NAIROBI, Kenya -- Pirates have seized a German-owned ship in the pirate-infested waters between Somalia and Yemen, a U.S. Navy spokesman said Saturday.
Pirates captured the Maltese-flagged MV Patriot early Saturday in the Gulf of Aden about 150 nautical miles southeast of the coastal Yemeni city of Muqalla, said U.S. Navy 5th Fleet spokesman Lt. Nathan Christensen.
An official from the German Foreign Ministry could not immediately confirm the ship's capture Saturday.
Andrew Mwangura of the Mombasa, Kenya-based East African Seafarers' Assistance Program, a group that monitors pirate activity off the African coast, said the ship has 17 crew members but he could not name their nationalities. He said the large cargo vessel is designed to carry grain, but said he did not know what cargo it contained when it was captured.
According to the company's website, the Patriot is part of the fleet of Hamburg-based Johann M.K. Blumenthal, one of Germany's oldest shipping companies.
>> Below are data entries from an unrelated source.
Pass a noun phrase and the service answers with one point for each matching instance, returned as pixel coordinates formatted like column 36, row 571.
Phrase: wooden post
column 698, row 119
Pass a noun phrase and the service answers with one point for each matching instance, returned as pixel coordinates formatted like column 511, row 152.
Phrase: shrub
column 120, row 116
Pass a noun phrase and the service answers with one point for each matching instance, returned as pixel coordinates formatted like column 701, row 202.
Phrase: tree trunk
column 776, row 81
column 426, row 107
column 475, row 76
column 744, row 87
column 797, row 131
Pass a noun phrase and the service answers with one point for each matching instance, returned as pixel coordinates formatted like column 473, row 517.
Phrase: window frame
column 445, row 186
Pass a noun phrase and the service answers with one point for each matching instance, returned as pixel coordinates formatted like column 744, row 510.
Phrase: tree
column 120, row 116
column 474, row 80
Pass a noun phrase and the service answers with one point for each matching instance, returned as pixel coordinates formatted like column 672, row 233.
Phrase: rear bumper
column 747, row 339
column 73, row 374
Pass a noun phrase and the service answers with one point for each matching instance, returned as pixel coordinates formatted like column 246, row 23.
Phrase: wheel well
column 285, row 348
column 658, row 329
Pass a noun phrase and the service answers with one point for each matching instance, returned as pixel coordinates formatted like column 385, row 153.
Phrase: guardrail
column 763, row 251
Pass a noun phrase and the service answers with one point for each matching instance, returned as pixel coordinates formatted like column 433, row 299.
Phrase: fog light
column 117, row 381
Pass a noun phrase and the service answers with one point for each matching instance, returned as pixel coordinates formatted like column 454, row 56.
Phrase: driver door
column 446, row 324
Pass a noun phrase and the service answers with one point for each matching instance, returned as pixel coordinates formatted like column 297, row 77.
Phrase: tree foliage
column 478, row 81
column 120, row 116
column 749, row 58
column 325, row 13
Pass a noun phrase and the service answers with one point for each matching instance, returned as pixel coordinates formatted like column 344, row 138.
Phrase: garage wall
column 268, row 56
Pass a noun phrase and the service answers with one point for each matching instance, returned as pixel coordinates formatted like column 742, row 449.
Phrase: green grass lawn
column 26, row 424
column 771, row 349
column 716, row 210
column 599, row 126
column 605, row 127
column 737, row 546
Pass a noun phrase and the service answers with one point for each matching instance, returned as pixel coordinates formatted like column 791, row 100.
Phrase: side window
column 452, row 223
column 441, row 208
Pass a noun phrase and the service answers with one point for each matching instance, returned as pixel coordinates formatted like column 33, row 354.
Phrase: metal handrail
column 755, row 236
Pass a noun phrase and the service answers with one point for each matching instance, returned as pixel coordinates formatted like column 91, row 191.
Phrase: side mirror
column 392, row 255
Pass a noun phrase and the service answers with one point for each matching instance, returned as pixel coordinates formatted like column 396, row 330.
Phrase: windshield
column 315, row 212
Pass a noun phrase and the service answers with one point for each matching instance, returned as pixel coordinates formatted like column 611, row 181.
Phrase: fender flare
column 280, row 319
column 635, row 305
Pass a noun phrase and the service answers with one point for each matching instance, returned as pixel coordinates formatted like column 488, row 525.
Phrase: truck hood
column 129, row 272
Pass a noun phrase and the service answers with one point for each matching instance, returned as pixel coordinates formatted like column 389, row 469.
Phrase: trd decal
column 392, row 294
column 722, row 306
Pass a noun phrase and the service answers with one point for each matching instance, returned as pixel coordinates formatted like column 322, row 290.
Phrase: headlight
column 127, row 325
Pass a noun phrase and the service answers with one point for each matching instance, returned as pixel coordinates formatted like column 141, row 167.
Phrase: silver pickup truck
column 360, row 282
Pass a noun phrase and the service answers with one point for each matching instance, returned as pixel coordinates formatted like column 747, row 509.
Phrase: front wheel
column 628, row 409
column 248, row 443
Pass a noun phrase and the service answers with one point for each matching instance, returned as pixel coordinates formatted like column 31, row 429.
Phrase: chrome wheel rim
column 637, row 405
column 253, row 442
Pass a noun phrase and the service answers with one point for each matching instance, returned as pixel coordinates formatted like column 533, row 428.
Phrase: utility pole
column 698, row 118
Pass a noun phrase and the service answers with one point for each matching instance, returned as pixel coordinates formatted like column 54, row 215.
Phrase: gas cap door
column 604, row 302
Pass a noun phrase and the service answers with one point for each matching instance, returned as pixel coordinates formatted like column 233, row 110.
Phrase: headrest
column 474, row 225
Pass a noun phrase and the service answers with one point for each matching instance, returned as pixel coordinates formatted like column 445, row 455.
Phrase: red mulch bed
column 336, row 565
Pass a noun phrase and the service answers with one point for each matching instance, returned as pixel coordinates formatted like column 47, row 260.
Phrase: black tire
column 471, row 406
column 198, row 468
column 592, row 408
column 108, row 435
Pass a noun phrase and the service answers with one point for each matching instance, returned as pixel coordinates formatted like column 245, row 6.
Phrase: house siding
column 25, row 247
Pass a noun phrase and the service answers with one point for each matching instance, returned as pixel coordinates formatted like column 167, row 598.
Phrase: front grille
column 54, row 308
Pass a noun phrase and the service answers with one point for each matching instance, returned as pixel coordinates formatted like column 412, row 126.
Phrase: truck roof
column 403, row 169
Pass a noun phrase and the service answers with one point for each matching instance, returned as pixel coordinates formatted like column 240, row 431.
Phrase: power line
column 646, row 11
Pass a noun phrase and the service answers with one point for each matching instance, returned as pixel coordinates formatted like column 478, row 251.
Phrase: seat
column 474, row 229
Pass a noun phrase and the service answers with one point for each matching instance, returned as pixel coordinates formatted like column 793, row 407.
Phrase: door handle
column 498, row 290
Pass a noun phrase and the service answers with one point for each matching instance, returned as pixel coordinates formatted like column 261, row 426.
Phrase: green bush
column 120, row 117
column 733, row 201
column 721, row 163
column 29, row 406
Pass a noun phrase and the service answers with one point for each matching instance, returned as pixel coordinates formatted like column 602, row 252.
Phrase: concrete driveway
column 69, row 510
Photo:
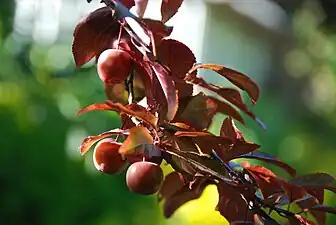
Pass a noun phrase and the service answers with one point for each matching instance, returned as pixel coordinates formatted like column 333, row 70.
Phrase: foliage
column 165, row 119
A man who answered the phone at the company's switchboard declined to give his name or details of the situation, saying: "For the time being we will not give further information to the press."
Many of the ships crossing the Gulf of Aden, one of the world's most busy shipping lanes, are carrying food to eastern African nations, as was the case for the MV Maersk Alabama, a U.S.-flagged vessel that was hijacked by pirates earlier this month leading to a five-day standoff with the U.S. Navy.
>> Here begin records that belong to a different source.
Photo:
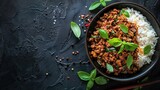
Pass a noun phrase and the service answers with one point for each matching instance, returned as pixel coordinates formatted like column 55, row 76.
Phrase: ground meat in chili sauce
column 110, row 22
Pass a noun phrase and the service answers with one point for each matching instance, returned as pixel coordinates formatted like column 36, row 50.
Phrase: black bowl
column 146, row 68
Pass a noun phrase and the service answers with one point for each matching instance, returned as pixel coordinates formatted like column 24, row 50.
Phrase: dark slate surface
column 34, row 32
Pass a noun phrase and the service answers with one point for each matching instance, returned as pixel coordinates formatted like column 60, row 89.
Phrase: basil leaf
column 147, row 49
column 103, row 2
column 94, row 5
column 110, row 49
column 129, row 61
column 90, row 84
column 83, row 75
column 145, row 79
column 93, row 74
column 115, row 42
column 103, row 33
column 94, row 36
column 76, row 29
column 109, row 67
column 124, row 28
column 100, row 80
column 121, row 49
column 130, row 46
column 124, row 12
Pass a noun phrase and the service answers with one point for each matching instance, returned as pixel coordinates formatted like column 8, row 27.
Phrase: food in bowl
column 123, row 41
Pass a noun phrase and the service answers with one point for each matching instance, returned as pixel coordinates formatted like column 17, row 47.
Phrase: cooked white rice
column 146, row 35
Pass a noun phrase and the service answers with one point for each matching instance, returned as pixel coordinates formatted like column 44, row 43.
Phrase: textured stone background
column 34, row 32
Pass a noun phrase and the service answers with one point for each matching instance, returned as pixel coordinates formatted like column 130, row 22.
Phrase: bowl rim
column 86, row 43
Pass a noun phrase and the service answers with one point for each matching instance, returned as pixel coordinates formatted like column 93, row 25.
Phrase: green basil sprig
column 103, row 33
column 76, row 29
column 91, row 78
column 116, row 42
column 124, row 28
column 147, row 49
column 109, row 67
column 129, row 61
column 124, row 12
column 96, row 4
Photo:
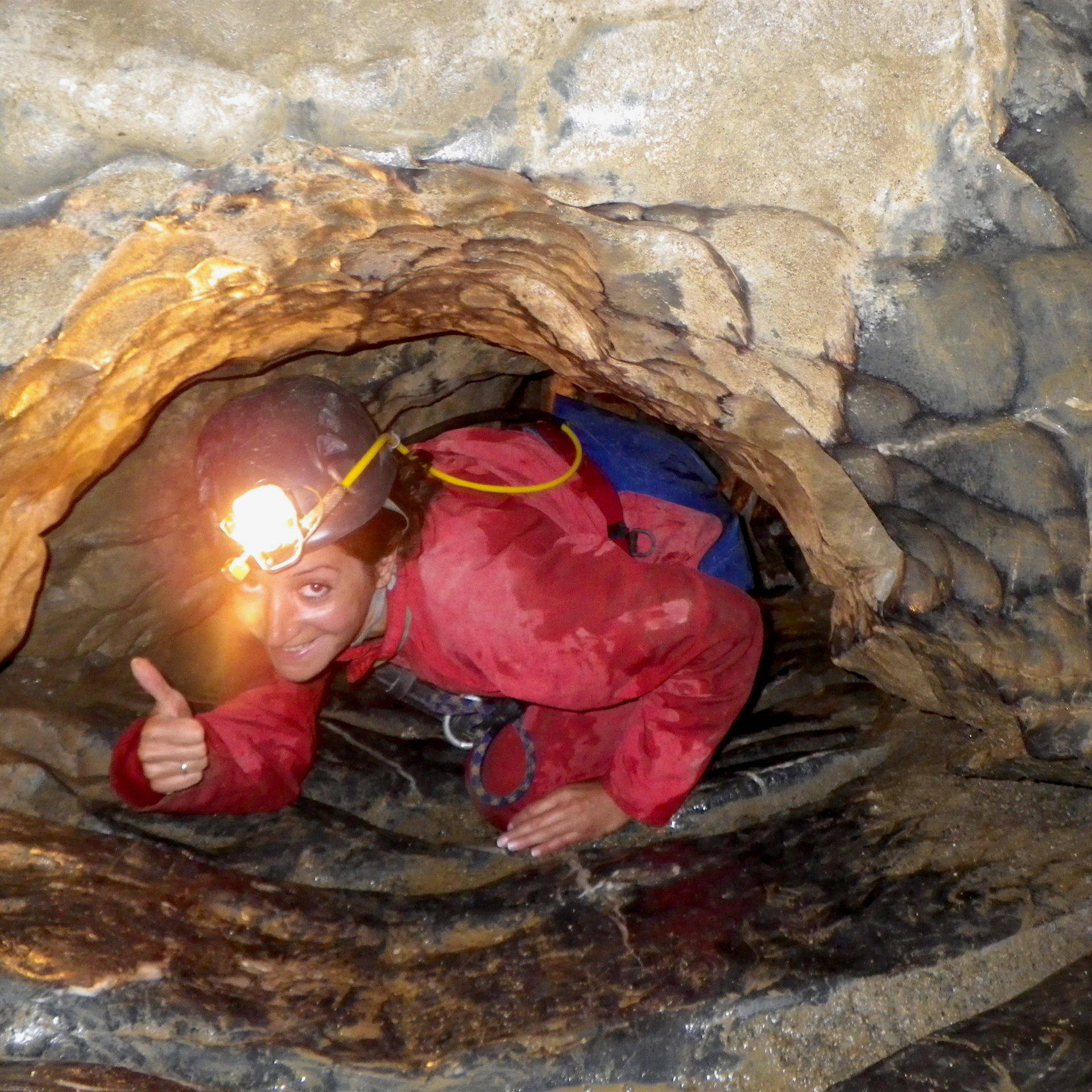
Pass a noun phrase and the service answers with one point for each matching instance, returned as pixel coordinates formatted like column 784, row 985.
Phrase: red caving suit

Also in the Gulf of Aden on Saturday, naval vessels from the U.S., Germany and China came to the aid of a Philippine chemical tanker stranded without fuel in waters near Somalia days after it was freed by pirates.
Maria Elena Bautista, administrator of the Maritime Industry Authority, said a U.S. Navy ship provided five days worth of diesel fuel for the MT Stolt Strength, which was drifting some 60 miles east of the Somali coast. The pirates seized the ship in November as it sailed through the Gulf of Aden with a cargo of phosphoric acid.
Pirates have attacked more than 100 ships off the Somali coast over the last year, reaping an estimated $1 million in ransom for each successful hijacking, according to analysts and country experts.
Somalia, which was plunged into anarchy in 1991 after its dictator was overthrown, has become the pirates' de facto base, a war-wracked country with an economy in tatters where pirates are often viewed as heroes, using ransom money to build lavish villas for their families.